Not entirely - but the other methods of doing so get extremely bloody for the babies.

Date: 2006-04-28 10:07 pm (UTC)
From: [identity profile] glamwhorebunni.livejournal.com
And are obviously Bad in terms of health...

Date: 2006-04-29 08:41 am (UTC)
karen2205: Me with proper sized mug of coffee (Default)
From: [personal profile] karen2205
I think feminism predates the existence of contraception. I date feminism back to the campaigning for women to have the vote in the 1910-1918 period. Marie Stopes + the contraceptive pill only came along in the 1920s and at that stage was only prescribed to married women. A lot of early feminist work was to increase availability of contraception.

I don't see having children as something which stops a woman from using her talents to do things other than raising children. It may well have done in the past from the practical point of view because of the lack of technology (ie. imagine running a household with no fridge, no washing machine, no microwave, no indoor toilet, no plumbed in bath, no supermarkets, no car). Nowadays, the existance of all these things makes it possible to combine children and careers.

Date: 2006-04-29 11:43 am (UTC)
From: [identity profile] neonchameleon.livejournal.com
I was thinking of the 1960s feminism, and the right to work, not the suffragists.

And you may well be right about the extra technology - but one of the results of technology is simply that standards rise,

Date: 2006-04-29 07:56 pm (UTC)
From: [identity profile] arkady.livejournal.com
Suffragettes, not suffragists.

Date: 2006-04-30 04:24 pm (UTC)
From: [identity profile] neonchameleon.livejournal.com
(a) Suffragettes were the more radical fringe and (b) Suffragette was a term coined by the opponents of the movement to belittle the suffragists. I therefore use suffragists.

Date: 2009-05-06 07:14 pm (UTC)
lavendersparkle: Jewish rat (Default)
From: [personal profile] lavendersparkle
It also depends upon what one means by contraception. Some methods have been in existence for hundreds of years; new methods are still being developed.

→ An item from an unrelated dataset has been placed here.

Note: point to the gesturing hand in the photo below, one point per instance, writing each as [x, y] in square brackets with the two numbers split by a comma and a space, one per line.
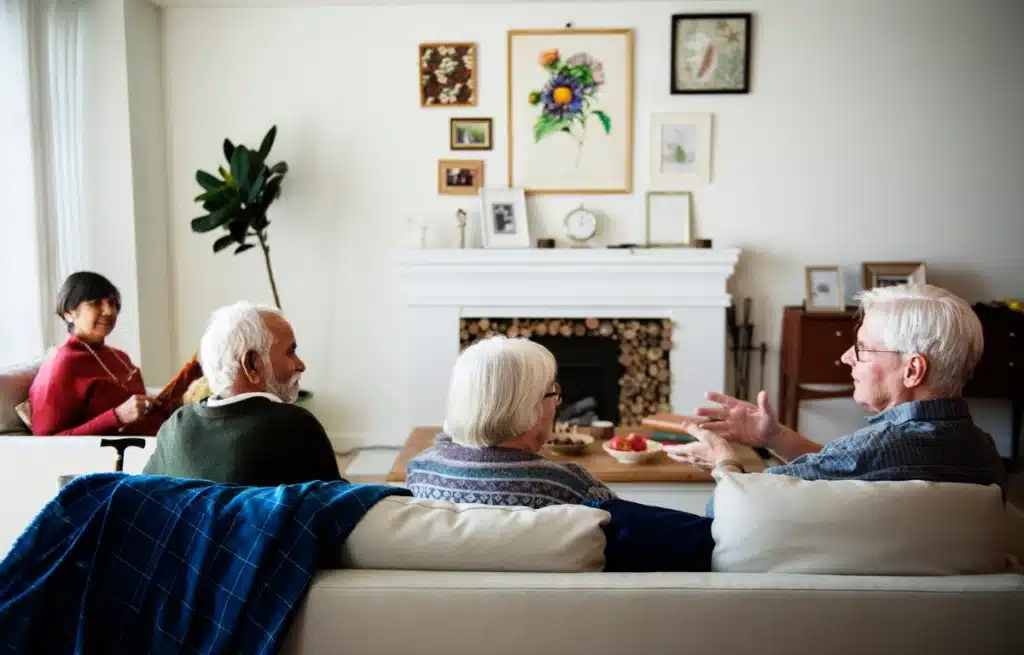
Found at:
[740, 421]
[696, 453]
[706, 452]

I really dislike the idea that contraception, from which by neonchameleon's use I think he means hormonal oral contraception and IUDs, caused feminism. Primarily because I think that it dismisses patriarchy to a matter of differences of physiology, which can be solved by using technology to the adapt female bodies. That's not to say that I don't enjoy the benefits of contraception, but I think that it's a mistake to think that feminisms only, or even main obstacle, is pregnancy and motherhood. Apart from anything else, it obscures the ways in which sexism within society penalises mothers in a way which isn't inherent to the condition of motherhood. Another problem I have with the view is that it ignores the ways in which contraception has been used to oppress some women, particularly poor, black, disabled, and/or indigenous women.

I don't think that hormonal contraception really had that much effect upon feminism. As karen2205 touched on, household appliances had a strong effect upon women liberation in the early 20th century. In other periods feminist movements have been inspired by the liberation struggles of other groups at the time.